First, I must condemn what seems to be the negative trend of trying to oppress and rubbish the Judiciary, the third co-equal arm of Government. See Sections 4-6 of the Constitution, and recall the October 2016 DSS raid on Judicial Officers. Just like perpetrators of mob justice, nobody paid the price for that fiasco. This lack of accountability for lawless behaviour, especially on the part of those in authority, would have emboldened ACP A and given him the impetus to misbehave with Magistrate M, simply on an egotistical whim. Assuming, but not conceding that ACP A had the power to arrest a serving Magistrate, in this circumstance, what offence did the Magistrate commit, that would have warranted an arrest? It is trite law, that a suspect can only be arrested for an offence known to law. Aside from the fact that such action would have amounted to disrespecting the Judiciary, a gross abuse of power on the part of the ACP, and disregard for the rule of law, it would have constituted the offence/tort of unlawful/false imprisonment. See Sections 35 (1), 36 & 41 of the Constitution and FRN v Hyeladzira Nganjiwa SC/794/2019.
Magistrate M is a woman; would the Policeman have treated the Magistrate in such a disgraceful manner, if it was a man like himself? Maybe because of their discriminatory regulations against women (contrary to Section 42 of the Constitution) and the way the Police has been known to treat domestic violence cases against women (allegedly calling it a family matter, to be settled at home), I cannot but help feeling that the Policeman possibly felt freer to misbehave, because the Magistrate was female.
In U.A.C. (Nig.) Plc v Sobodu 2007 6 N.W.L.R. Part 1030 Page 368 at 394. per Garba JCA (as he then was), the Court of Appeal held inter alia that “False imprisonment involves the unlawful, illegal and unjustifiable restraint of a person’s right and liberty to move freely…. the wrong of false imprisonment consists of acts of arrest and detention or imprisonment of a Plaintiff without lawful justification by the Police or other law enforcement agencies on complaints or information received in the course of their duties”. Also see Abdullahi v Raji 1998 1 N.W.L.R. Part 534 Page 481 at 492 per Muntaka- Comassie JCA.
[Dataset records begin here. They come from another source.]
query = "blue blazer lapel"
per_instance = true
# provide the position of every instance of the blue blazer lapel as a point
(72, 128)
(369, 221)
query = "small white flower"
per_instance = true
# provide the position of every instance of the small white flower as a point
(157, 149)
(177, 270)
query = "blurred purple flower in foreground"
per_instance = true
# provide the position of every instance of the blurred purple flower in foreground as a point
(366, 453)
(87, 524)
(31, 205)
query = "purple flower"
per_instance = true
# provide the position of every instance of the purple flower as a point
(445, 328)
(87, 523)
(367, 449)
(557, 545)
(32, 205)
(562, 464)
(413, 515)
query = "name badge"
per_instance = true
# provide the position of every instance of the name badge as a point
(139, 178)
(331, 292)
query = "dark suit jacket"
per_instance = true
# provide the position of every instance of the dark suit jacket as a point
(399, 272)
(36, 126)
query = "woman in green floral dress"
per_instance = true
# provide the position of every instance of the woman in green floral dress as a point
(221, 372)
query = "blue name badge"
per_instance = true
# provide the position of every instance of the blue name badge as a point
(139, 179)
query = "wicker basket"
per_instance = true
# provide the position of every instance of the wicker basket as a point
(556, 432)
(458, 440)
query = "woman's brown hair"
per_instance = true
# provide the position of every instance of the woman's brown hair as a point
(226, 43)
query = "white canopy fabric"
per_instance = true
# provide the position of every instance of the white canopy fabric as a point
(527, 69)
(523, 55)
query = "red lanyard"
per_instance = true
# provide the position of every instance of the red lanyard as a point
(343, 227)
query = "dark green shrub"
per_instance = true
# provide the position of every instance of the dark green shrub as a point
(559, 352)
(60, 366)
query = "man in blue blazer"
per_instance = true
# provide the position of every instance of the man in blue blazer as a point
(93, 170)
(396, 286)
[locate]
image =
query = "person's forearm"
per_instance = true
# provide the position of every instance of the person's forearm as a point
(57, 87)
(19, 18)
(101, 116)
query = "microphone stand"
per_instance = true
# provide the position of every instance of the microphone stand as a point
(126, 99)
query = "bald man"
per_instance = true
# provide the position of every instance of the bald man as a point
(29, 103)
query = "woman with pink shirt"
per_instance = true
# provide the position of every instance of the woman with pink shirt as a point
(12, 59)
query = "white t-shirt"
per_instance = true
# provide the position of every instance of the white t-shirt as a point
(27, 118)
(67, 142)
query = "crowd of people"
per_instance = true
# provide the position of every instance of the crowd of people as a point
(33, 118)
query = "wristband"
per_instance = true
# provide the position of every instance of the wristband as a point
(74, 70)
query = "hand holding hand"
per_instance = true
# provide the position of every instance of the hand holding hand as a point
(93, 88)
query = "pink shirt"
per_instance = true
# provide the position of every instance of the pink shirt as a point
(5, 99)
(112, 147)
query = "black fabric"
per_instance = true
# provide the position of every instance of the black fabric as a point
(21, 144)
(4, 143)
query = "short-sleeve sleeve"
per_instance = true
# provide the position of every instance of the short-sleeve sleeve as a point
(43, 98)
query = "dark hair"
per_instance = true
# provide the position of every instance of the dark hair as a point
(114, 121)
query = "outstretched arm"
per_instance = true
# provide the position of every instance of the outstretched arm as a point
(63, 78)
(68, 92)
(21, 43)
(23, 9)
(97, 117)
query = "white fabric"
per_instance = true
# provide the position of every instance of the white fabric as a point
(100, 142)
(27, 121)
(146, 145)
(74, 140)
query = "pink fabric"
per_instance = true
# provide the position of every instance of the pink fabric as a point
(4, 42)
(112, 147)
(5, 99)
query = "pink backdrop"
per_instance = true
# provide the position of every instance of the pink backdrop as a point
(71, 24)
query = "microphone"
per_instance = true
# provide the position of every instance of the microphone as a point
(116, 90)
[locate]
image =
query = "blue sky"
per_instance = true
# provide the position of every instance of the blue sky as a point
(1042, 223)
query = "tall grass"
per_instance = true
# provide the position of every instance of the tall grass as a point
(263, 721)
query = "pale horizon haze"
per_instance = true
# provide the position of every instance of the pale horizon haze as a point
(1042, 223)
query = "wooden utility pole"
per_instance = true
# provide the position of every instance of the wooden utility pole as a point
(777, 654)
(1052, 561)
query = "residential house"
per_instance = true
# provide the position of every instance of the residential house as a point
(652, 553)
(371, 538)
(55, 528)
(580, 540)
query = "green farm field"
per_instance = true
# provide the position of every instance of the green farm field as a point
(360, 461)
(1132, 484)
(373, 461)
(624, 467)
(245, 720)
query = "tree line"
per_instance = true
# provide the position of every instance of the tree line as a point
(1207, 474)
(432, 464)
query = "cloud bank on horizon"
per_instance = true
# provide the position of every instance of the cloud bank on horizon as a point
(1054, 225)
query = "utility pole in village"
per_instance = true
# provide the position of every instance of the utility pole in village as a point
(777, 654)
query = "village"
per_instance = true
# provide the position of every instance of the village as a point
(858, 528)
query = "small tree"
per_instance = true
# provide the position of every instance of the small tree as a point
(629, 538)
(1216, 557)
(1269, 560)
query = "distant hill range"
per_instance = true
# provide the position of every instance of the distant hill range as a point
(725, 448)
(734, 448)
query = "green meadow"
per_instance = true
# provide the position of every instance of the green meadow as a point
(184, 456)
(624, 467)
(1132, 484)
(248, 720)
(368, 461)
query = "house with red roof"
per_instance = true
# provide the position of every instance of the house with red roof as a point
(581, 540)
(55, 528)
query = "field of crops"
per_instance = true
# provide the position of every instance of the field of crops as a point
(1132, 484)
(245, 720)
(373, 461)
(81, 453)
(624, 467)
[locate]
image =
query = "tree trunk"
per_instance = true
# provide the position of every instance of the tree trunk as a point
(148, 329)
To establish a false/wrongful/unlawful imprisonment claim, the Plaintiff must prove that (1) he/she was wilfully detained (2) that his/her detention was without consent and (3) that he/she was detained without authority of law. See the case of KLM Royal Dutch Airlines v Taher 2014 3 N.W.L.R. Part 1393 Page 137 at 200 per Orji-Abadua JCA. I submit that, had ACP A made the mistake of detaining Magistrate M, the elements of this tort would have been quite easy to prove.
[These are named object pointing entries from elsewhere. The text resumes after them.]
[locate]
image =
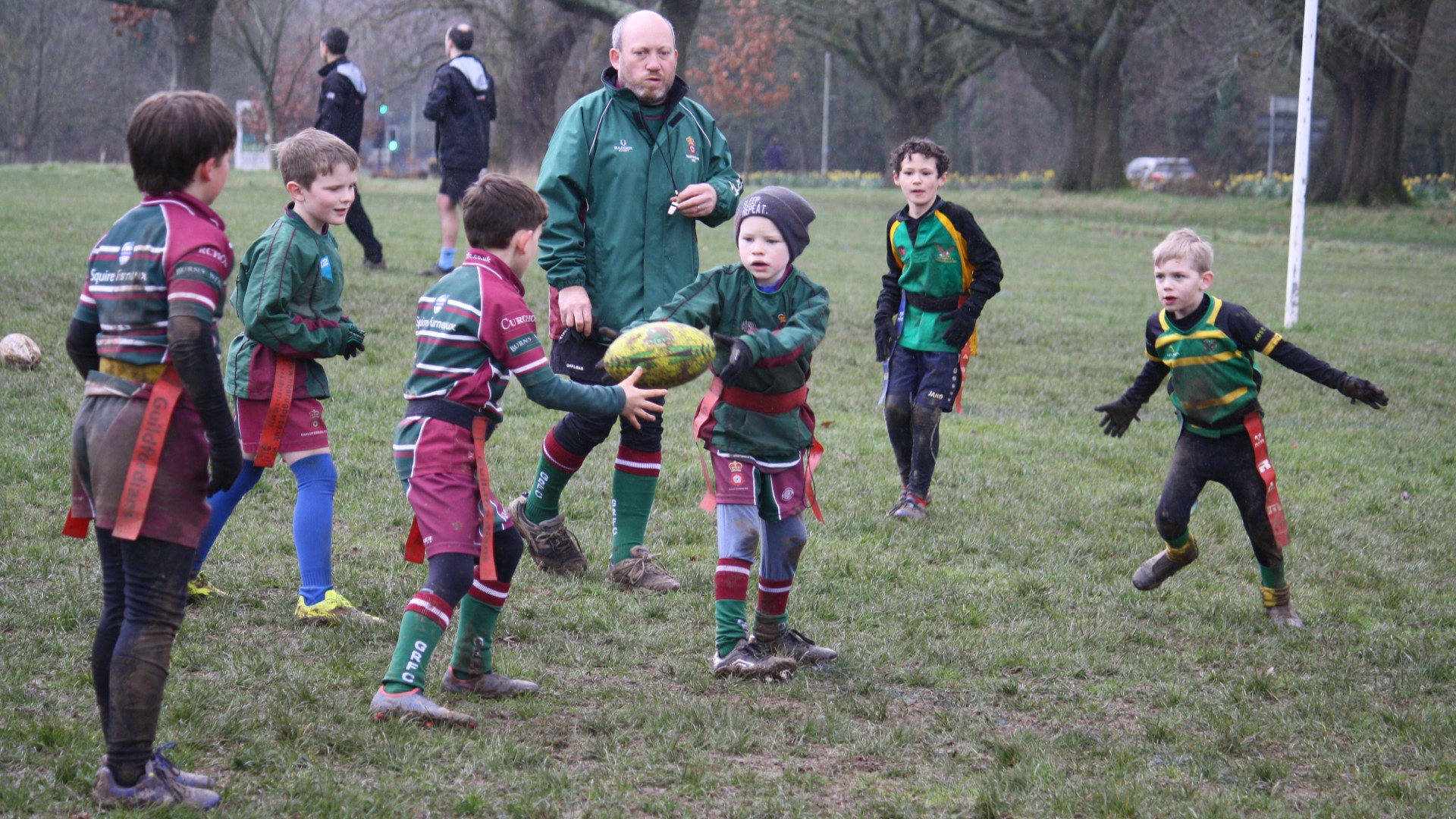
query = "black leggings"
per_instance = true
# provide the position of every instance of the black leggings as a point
(1226, 461)
(143, 604)
(915, 436)
(452, 573)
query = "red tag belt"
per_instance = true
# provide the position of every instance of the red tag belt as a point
(1261, 458)
(416, 544)
(277, 417)
(146, 458)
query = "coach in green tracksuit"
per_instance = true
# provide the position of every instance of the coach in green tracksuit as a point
(628, 175)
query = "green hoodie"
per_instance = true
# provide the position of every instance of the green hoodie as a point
(609, 184)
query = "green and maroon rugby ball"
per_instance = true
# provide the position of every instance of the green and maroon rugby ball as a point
(669, 353)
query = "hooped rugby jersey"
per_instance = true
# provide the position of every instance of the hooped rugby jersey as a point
(1210, 357)
(472, 333)
(169, 256)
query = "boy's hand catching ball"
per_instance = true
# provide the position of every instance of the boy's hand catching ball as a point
(1363, 391)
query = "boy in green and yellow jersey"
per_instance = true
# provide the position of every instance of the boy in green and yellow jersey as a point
(1207, 346)
(941, 273)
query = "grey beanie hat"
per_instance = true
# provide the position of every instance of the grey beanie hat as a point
(785, 209)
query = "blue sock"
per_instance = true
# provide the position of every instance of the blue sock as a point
(223, 504)
(313, 525)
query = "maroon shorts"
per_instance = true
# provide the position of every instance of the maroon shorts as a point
(102, 442)
(447, 507)
(303, 431)
(775, 488)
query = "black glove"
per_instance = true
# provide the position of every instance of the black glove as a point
(884, 337)
(739, 360)
(1117, 416)
(226, 458)
(963, 324)
(1360, 390)
(353, 340)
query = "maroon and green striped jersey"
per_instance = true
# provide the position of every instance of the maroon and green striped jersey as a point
(472, 333)
(169, 256)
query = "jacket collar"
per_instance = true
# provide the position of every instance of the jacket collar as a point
(329, 67)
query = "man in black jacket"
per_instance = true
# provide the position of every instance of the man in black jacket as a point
(341, 112)
(462, 104)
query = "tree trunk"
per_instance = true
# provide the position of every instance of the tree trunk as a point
(193, 44)
(528, 126)
(1085, 88)
(1360, 161)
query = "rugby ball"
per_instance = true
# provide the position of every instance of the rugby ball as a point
(18, 350)
(669, 353)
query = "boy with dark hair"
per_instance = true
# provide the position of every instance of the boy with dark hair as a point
(287, 297)
(472, 334)
(941, 275)
(1209, 344)
(155, 417)
(758, 428)
(341, 112)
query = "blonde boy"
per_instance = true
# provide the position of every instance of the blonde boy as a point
(287, 297)
(1207, 346)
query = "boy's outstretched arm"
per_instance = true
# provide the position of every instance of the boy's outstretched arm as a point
(1119, 416)
(1250, 333)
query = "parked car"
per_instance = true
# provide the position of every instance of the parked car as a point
(1156, 171)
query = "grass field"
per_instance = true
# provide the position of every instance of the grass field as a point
(993, 661)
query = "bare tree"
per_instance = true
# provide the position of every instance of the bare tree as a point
(191, 38)
(915, 55)
(268, 37)
(1367, 52)
(1074, 52)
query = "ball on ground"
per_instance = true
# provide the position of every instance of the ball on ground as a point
(669, 353)
(18, 350)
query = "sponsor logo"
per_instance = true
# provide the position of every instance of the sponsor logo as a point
(517, 321)
(753, 206)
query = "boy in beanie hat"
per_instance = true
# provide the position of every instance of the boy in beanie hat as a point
(941, 275)
(758, 428)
The remedy for this type of unlawful detention/false imprisonment (not kidnapping), is monetary compensation. The court can award damages, and direct that the Defendant issue a public apology to the Plaintiff. See the case of Jim Jaja v COP Rivers State & Ors 2012 LPELR-20621 (SC); 2013 6 N.W.L.R. Part 1350 Page 225 per Ngwuta JSC. The court may also issue an injunction, to prevent the future recurrence of such unlawful detention.